A directed verdict is a verdict that the judge has either ordered the jury to find or that the judge has taken from the jury and entered without their deliberation. A directed verdict is only used when the evidence for either the plaintiff or defendant in a case is so weak that the law cannot possibly support a finding in favor of that party. In these cases, the directed verdict is entered in favor of the other party.
The court may issue a directed verdict either on its own, known as issuing a directed verdict “sua sponte,” or it may issue a directed verdict after either the plaintiff or defendant makes a motion for directed verdict, specifically asking the court to issue a directed verdict in that party’s favor. Usually, the court will not enter a directed verdict until after all the parties have had a chance to present their cases, and it will not consider a motion for directed verdict until at least one party (usually the plaintiff, who ordinarily goes first during trial) has rested its case.
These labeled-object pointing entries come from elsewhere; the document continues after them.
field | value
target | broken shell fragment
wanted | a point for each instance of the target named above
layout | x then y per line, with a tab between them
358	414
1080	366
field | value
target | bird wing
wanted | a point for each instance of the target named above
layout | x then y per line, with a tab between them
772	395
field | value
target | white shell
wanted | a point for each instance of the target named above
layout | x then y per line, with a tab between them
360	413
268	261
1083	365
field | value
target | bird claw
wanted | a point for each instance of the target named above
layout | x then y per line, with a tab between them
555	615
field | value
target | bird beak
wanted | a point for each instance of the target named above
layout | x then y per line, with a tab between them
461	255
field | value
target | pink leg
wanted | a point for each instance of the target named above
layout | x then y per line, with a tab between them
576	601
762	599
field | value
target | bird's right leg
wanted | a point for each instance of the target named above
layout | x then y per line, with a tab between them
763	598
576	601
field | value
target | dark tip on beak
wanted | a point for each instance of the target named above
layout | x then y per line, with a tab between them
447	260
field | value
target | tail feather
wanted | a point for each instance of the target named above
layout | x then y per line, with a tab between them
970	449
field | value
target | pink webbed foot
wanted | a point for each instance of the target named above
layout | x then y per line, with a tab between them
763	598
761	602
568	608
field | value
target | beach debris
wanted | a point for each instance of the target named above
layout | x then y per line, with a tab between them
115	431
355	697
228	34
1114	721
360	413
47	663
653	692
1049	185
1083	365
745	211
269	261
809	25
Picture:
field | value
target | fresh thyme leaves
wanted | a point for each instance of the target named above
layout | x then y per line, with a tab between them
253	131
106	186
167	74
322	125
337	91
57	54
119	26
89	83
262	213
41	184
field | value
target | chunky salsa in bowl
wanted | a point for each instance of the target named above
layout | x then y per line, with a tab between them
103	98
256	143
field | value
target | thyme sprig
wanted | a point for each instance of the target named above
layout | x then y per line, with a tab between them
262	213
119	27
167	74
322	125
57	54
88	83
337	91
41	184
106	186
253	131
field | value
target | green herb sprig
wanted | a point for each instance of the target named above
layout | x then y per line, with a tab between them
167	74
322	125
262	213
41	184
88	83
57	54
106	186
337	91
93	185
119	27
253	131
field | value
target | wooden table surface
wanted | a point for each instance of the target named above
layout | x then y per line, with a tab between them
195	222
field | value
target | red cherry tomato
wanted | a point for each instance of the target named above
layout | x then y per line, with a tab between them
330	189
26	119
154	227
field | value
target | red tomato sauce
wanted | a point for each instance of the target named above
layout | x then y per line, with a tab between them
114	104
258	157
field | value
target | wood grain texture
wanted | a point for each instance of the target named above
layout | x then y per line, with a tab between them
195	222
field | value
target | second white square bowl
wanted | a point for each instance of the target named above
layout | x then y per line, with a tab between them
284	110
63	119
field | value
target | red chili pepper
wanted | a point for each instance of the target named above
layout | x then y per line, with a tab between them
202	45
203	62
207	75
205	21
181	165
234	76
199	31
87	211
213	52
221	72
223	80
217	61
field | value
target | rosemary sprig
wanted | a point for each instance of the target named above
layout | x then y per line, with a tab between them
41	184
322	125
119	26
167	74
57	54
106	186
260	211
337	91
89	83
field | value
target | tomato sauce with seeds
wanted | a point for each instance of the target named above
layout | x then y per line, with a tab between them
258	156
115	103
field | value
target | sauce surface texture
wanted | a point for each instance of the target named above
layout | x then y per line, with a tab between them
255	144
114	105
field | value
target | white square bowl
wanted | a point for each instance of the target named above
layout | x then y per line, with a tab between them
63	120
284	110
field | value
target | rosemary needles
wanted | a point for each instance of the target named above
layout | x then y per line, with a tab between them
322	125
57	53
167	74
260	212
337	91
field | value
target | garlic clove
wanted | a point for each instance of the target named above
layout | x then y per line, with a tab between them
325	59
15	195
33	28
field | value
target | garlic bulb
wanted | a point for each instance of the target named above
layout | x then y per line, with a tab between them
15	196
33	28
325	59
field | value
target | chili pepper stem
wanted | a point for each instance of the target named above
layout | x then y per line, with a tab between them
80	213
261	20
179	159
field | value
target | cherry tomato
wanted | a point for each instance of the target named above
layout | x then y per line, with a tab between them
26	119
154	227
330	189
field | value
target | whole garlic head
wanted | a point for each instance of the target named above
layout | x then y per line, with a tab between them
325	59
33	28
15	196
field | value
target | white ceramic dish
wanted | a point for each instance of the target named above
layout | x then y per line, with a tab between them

Directed verdicts are not often granted, no matter whether they originate with the parties or the judge. This is because a directed verdict is only appropriate when the evidence weighs so heavily in favor of one party, and so lightly in favor of the other, that no reasonable jury could find in favor of the party that has no evidence to support its case. However, most parties in both civil and criminal cases can at least find a bit of evidence that creates a question as to what actually happened, which means that a reasonable jury could possibly find for either side and therefore must be given the chance to consider the case.
In many U.S. courts, the concept of “judgment as a matter of law” has largely replaced the use of directed verdicts. A judgment as a matter of law is a judgment made by the judge, not the jury, but it is based on the same principle as a directed verdict: the evidence for one party is so minute that, as a matter of law, that party cannot win a court case based on that evidence.
A motion for summary judgment frequently asks for a judgment as a matter of law, and supports the request by showing that, even if all the evidence collected in discovery up to that point is taken in favor of the opposing party, there still is not enough evidence to support the opposing party’s case to justify sending the case to the jury. Therefore, argues the typical motion for summary judgment, the judge should rule as a matter of law that the party making the motion should win.
Motions for a directed verdict are rarely granted, but they are frequently made, because the rules of procedure in many civil and criminal courts state that, if a motion for directed verdict is not made, the party that failed to make it might be unable to appeal if he or she ends up losing the case or being dissatisfied with the verdict, the judgement in a civil case, or the sentence in a criminal case.